Другой общей характеристикой обрисованных проектов явился выбор инструментов. Я убежден, что инструмент должен соответствовать результатам; он должен быть таким простым, как только возможно, но не проще. Когда значительную часть всего проекта берутся одолеть этим инструментом, то он в действительности становится непродуктивным. В проектах Эйлера, АЛГОЛа W, ПЛ360 уделялось много внимания развитию методов таблично управляемого восходящего анализа. Позднее я переключился опять на простой нисходящий метод рекурсивного спуска, легко понятный и, без сомнения, достаточно мощный, если синтаксис языка выбран разумно. При разработке аппаратуры Лилит мы ограничили себя хорошим осциллографом, только изредка требовался логический анализатор. Это было возможно благодаря относительно систематическому, без трюков, общему представлению о процессоре.

Каждый отдельный проект был прежде всего познавательным экспериментом. Лучше всего познаешь, когда изобретаешь. Только когда я фактически участвую в разработке проекта, я могу добиться достаточного знания о существенных трудностях и приобрести достаточную уверенность в том, что удастся одолеть все присущие ему детали. Я никогда не мог отделить разработку языка от его реализации, потому что жесткое определение языка без обратной связи от конструкции его компилятора казалось мне самонадеянным и непрофессиональным. Таким образом, я участвовал в конструировании компиляторов, электронной схемы и редакторов текста и графики, а это повлекло за собой микропрограммирование, много программирования высокого уровня, разводку схемы, компоновку плат и даже прокладку электрических соединений. Это может показаться странным, но я гораздо больше люблю своими руками проводить опыты, чем руководить группой. Я также узнал, что исследователи гораздо охотнее признают над собой руководство фактического члена их группы, с которым близки, чем эксперта-специалиста по организации работ, будь то управляющий в промышленности или университетский профессор. Я стараюсь помнить, что обучение путем подачи хорошего примера часто — самый эффективный, а иногда — и единственно возможный метод.
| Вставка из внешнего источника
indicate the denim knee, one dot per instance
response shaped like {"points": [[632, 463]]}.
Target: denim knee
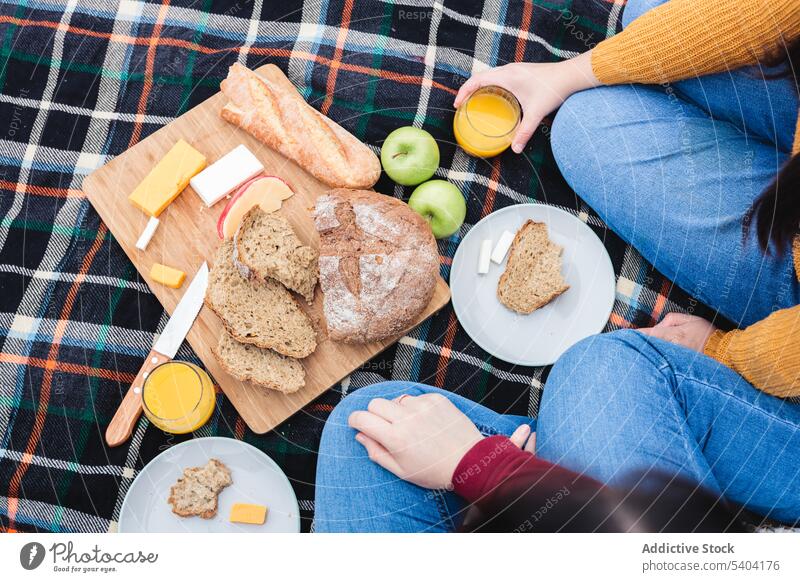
{"points": [[359, 399], [578, 134], [635, 8], [596, 365]]}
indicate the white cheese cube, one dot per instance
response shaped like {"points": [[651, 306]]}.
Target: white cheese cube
{"points": [[147, 233], [483, 258], [501, 250], [223, 176]]}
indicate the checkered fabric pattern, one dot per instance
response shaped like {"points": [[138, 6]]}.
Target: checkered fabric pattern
{"points": [[82, 81]]}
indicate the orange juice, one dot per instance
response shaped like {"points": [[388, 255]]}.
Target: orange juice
{"points": [[178, 397], [485, 123]]}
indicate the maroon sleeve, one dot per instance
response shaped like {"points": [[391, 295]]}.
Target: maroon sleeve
{"points": [[495, 461]]}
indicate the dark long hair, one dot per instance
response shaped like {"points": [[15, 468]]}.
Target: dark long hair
{"points": [[776, 213]]}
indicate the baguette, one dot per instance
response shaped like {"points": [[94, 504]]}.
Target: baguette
{"points": [[269, 107]]}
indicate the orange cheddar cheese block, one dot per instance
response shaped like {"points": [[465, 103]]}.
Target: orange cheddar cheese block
{"points": [[248, 513], [168, 179], [167, 275]]}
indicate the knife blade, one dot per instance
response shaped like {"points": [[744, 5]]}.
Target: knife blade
{"points": [[164, 349], [184, 315]]}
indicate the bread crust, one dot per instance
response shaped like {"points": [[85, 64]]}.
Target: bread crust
{"points": [[187, 473], [378, 264], [280, 348], [244, 377], [269, 107], [504, 277]]}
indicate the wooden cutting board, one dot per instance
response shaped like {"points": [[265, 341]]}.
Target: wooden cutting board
{"points": [[187, 236]]}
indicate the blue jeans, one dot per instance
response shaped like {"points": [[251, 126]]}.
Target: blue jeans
{"points": [[674, 170], [613, 405]]}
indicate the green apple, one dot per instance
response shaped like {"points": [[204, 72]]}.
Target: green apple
{"points": [[410, 156], [441, 204]]}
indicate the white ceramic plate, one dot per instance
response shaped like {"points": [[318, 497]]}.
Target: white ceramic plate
{"points": [[540, 338], [256, 479]]}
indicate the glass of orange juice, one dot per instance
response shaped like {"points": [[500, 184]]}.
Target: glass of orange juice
{"points": [[178, 397], [485, 123]]}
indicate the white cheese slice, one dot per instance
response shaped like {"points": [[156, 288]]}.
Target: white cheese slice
{"points": [[147, 233], [223, 176], [501, 249], [483, 258]]}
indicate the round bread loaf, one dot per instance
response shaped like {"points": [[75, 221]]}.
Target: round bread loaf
{"points": [[377, 267]]}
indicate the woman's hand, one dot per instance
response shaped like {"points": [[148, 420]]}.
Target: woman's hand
{"points": [[688, 331], [420, 439], [540, 88]]}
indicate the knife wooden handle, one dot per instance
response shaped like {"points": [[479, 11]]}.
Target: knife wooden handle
{"points": [[121, 426]]}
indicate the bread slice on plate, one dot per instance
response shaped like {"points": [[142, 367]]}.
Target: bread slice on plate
{"points": [[259, 366], [268, 106], [260, 313], [197, 492], [532, 278], [266, 244]]}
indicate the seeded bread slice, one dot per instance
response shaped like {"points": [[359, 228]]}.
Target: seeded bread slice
{"points": [[269, 248], [261, 367], [260, 313], [532, 278], [197, 491]]}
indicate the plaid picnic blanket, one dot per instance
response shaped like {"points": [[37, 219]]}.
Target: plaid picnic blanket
{"points": [[82, 81]]}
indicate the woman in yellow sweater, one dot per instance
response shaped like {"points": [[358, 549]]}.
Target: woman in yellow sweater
{"points": [[692, 159], [682, 133]]}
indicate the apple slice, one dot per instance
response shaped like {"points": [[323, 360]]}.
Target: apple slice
{"points": [[268, 192]]}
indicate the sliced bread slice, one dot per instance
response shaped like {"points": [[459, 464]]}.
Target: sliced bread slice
{"points": [[532, 278], [269, 248], [197, 491], [260, 313], [259, 366]]}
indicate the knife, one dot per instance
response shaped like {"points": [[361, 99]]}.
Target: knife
{"points": [[164, 349]]}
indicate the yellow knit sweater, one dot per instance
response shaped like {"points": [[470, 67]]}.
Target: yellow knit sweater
{"points": [[689, 38]]}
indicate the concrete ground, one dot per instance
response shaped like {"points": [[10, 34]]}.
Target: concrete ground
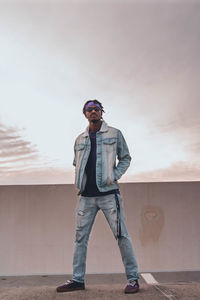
{"points": [[170, 285]]}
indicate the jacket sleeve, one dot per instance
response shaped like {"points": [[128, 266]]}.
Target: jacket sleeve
{"points": [[123, 156], [74, 161]]}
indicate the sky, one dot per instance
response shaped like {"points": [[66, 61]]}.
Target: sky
{"points": [[139, 58]]}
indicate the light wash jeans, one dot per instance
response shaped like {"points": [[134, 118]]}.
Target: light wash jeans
{"points": [[86, 213]]}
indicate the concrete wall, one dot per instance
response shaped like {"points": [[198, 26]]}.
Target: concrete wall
{"points": [[37, 226]]}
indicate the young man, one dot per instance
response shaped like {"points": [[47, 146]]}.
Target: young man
{"points": [[96, 175]]}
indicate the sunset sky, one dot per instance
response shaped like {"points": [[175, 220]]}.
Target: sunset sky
{"points": [[139, 58]]}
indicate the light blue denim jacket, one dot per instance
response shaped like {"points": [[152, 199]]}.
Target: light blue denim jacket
{"points": [[110, 145]]}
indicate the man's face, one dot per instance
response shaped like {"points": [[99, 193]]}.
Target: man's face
{"points": [[93, 113]]}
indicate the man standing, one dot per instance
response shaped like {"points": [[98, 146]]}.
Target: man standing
{"points": [[96, 175]]}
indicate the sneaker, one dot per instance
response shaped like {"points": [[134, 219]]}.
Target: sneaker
{"points": [[70, 286], [132, 287]]}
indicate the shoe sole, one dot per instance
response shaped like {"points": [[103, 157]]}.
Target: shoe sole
{"points": [[131, 292], [70, 290]]}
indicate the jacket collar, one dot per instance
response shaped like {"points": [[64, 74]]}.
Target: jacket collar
{"points": [[104, 128]]}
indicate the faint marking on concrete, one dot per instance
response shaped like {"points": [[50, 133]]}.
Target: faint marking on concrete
{"points": [[165, 293], [148, 277], [152, 222]]}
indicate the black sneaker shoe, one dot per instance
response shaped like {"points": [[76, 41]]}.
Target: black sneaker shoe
{"points": [[70, 286], [132, 287]]}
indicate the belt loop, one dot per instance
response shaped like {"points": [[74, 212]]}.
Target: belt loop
{"points": [[118, 217]]}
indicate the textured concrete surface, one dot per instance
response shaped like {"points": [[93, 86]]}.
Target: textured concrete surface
{"points": [[173, 286], [38, 229]]}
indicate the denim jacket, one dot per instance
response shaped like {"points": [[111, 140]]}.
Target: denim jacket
{"points": [[110, 145]]}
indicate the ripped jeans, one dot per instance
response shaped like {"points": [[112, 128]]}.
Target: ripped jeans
{"points": [[86, 213]]}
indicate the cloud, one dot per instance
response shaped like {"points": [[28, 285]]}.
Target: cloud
{"points": [[180, 171], [14, 148]]}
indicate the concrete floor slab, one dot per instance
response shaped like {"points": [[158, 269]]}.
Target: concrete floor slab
{"points": [[171, 285]]}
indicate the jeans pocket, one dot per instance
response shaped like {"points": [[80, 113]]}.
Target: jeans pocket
{"points": [[80, 218]]}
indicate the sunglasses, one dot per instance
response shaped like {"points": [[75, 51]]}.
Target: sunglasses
{"points": [[93, 108]]}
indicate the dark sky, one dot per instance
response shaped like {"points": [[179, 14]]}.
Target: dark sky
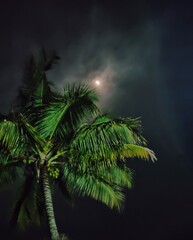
{"points": [[143, 53]]}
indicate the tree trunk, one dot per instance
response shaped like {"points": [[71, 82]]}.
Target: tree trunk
{"points": [[49, 205]]}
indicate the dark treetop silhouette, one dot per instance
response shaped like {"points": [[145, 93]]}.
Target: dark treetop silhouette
{"points": [[60, 137]]}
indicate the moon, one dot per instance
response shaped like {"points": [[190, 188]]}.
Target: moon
{"points": [[97, 82]]}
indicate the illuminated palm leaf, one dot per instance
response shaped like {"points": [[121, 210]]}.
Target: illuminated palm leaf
{"points": [[66, 113]]}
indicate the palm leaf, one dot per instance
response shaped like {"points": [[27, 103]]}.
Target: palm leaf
{"points": [[96, 188], [66, 113]]}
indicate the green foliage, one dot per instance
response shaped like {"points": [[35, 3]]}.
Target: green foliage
{"points": [[83, 151]]}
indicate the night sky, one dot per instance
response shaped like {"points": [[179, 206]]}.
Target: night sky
{"points": [[142, 52]]}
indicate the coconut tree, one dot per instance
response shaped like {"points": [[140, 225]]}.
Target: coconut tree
{"points": [[61, 138]]}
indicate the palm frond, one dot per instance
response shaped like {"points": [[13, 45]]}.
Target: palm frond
{"points": [[66, 113], [104, 138], [131, 150], [96, 188], [9, 133]]}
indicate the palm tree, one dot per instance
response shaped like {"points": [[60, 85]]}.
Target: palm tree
{"points": [[62, 138]]}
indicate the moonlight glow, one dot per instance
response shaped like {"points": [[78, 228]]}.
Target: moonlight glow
{"points": [[97, 82]]}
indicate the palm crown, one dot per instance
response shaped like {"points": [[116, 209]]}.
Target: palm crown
{"points": [[62, 137]]}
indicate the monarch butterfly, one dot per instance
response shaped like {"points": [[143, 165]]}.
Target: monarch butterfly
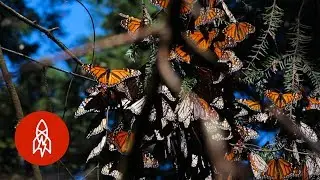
{"points": [[253, 105], [110, 170], [100, 128], [218, 102], [130, 23], [226, 56], [314, 103], [136, 107], [279, 169], [208, 15], [258, 165], [247, 133], [82, 109], [238, 31], [233, 155], [226, 43], [149, 161], [186, 6], [230, 156], [305, 175], [164, 90], [191, 108], [312, 166], [96, 151], [180, 54], [110, 77], [123, 140], [308, 132], [282, 100], [203, 42], [211, 3]]}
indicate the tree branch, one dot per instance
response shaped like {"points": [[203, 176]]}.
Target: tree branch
{"points": [[46, 31], [46, 65], [16, 102]]}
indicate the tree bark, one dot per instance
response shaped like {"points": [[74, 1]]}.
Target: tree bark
{"points": [[16, 102]]}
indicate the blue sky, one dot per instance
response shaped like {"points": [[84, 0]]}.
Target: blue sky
{"points": [[76, 25]]}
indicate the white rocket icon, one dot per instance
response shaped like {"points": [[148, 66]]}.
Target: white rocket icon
{"points": [[41, 141]]}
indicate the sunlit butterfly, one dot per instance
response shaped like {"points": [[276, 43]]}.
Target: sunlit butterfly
{"points": [[238, 31], [110, 77]]}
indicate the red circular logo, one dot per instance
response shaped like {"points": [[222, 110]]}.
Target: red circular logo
{"points": [[42, 138]]}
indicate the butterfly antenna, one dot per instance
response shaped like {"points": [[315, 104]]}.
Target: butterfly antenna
{"points": [[145, 13], [94, 31]]}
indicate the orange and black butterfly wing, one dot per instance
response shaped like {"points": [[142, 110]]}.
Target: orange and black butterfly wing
{"points": [[211, 3], [275, 97], [186, 6], [238, 31], [116, 76], [253, 105], [202, 42], [226, 43], [131, 24], [272, 169], [124, 141], [161, 3], [198, 38], [213, 14], [305, 175], [100, 74], [284, 168], [182, 55]]}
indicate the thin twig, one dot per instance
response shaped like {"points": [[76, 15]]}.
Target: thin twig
{"points": [[291, 127], [46, 31], [65, 167], [108, 42], [16, 102], [46, 65]]}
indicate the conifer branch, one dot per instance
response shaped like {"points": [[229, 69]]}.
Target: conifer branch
{"points": [[43, 65], [46, 31], [272, 19]]}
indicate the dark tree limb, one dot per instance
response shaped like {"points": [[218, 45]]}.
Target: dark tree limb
{"points": [[16, 102]]}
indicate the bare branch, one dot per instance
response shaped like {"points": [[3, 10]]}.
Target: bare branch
{"points": [[16, 102], [47, 65], [46, 31]]}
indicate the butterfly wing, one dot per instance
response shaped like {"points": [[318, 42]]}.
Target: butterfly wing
{"points": [[99, 73], [186, 6], [161, 3], [116, 76], [253, 105], [284, 168], [308, 132], [131, 24], [258, 165], [288, 98], [123, 141], [211, 3], [274, 97], [201, 41], [238, 31], [272, 169], [226, 43], [181, 54], [212, 14], [314, 103]]}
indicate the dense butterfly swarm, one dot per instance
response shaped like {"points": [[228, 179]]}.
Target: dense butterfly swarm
{"points": [[173, 141]]}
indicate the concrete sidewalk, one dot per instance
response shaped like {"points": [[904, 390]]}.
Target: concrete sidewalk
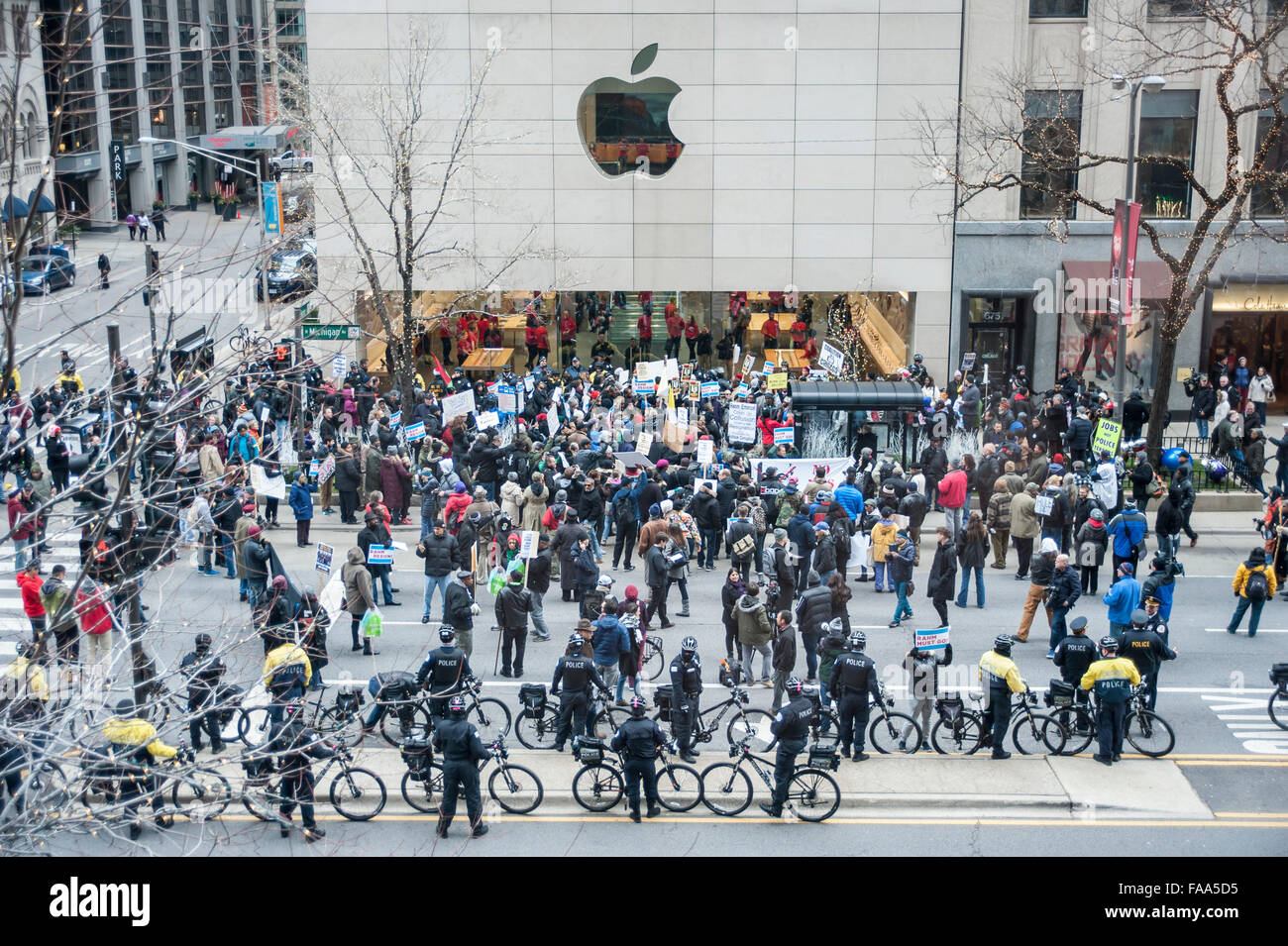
{"points": [[1051, 786]]}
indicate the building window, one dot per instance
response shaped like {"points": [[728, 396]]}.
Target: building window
{"points": [[1168, 121], [1266, 200], [1068, 9], [1052, 124]]}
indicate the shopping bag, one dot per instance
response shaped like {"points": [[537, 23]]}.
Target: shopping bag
{"points": [[372, 624]]}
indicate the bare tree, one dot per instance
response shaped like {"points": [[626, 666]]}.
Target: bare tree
{"points": [[1233, 50]]}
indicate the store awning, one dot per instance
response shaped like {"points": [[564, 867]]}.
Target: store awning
{"points": [[1153, 278], [854, 395]]}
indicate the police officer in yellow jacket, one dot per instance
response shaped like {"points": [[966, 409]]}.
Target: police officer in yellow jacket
{"points": [[137, 747], [286, 674], [1113, 678], [1001, 678]]}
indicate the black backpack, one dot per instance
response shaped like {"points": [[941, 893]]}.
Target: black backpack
{"points": [[1256, 588]]}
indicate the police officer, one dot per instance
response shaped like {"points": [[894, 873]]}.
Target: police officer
{"points": [[295, 747], [791, 730], [1001, 678], [1146, 649], [1113, 678], [854, 679], [639, 739], [443, 672], [459, 743], [134, 743], [687, 693], [204, 671], [576, 672]]}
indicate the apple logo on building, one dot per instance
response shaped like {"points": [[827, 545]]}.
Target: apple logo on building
{"points": [[625, 126]]}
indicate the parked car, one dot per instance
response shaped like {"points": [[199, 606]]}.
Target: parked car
{"points": [[292, 161], [290, 273], [43, 274]]}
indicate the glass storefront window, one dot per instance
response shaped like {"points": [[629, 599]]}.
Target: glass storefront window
{"points": [[1052, 125], [1168, 121]]}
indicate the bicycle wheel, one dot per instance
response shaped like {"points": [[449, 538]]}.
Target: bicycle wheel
{"points": [[359, 793], [490, 718], [1076, 731], [887, 734], [253, 726], [752, 723], [412, 722], [516, 789], [597, 788], [1278, 708], [653, 659], [540, 732], [1149, 732], [1030, 734], [343, 726], [262, 799], [424, 794], [725, 789], [210, 794], [827, 732], [679, 788], [812, 794], [957, 736]]}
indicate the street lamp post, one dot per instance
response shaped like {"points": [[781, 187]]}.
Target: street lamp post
{"points": [[253, 168], [1131, 88]]}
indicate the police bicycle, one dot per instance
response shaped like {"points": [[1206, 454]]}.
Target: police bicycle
{"points": [[514, 788], [599, 786], [811, 793], [356, 793], [1278, 706], [887, 731], [1147, 732]]}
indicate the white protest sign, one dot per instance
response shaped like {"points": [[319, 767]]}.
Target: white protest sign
{"points": [[458, 404], [742, 422], [928, 641]]}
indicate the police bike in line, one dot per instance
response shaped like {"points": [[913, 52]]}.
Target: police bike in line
{"points": [[599, 786], [1072, 725], [811, 793], [514, 788]]}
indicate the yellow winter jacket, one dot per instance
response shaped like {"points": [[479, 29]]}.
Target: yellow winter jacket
{"points": [[137, 732], [883, 537], [995, 670]]}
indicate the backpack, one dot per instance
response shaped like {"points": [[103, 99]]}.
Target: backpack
{"points": [[1256, 588]]}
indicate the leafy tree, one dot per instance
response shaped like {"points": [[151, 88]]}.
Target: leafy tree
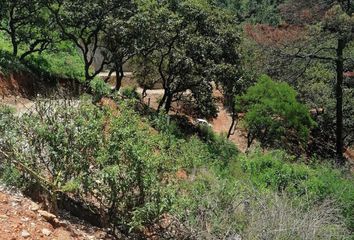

И последнее. Каждый из этих проектов был доведен до конца благодаря энтузиазму и желанию преуспеть, основанных на знании, что эти усилия имеют смысл. Это, возможно, самая существенная, но в то же время самая неуловимая и трудно проверяемая предпосылка успеха. Мне повезло иметь членов бригады, которые заражались энтузиазмом, и я пользуюсь этим удобным случаем, чтобы поблагодарить их всех за ценный вклад в общее дело. Моя искренняя благодарность относится ко всем, кто принимал участие, будь то непосредственная работа в группе или косвенное участие: испытание наших результатов и обеспечение обратной связи, содействие появлению идей через критику или одобрение или создание общества пользователей'. Без них ни АЛГОЛ W, ни Паскаль, ни Модула-2, ни Лилит не стали бы тем, чем они стали. Этой премии Тьюринга удостоен и вклад моих соратников.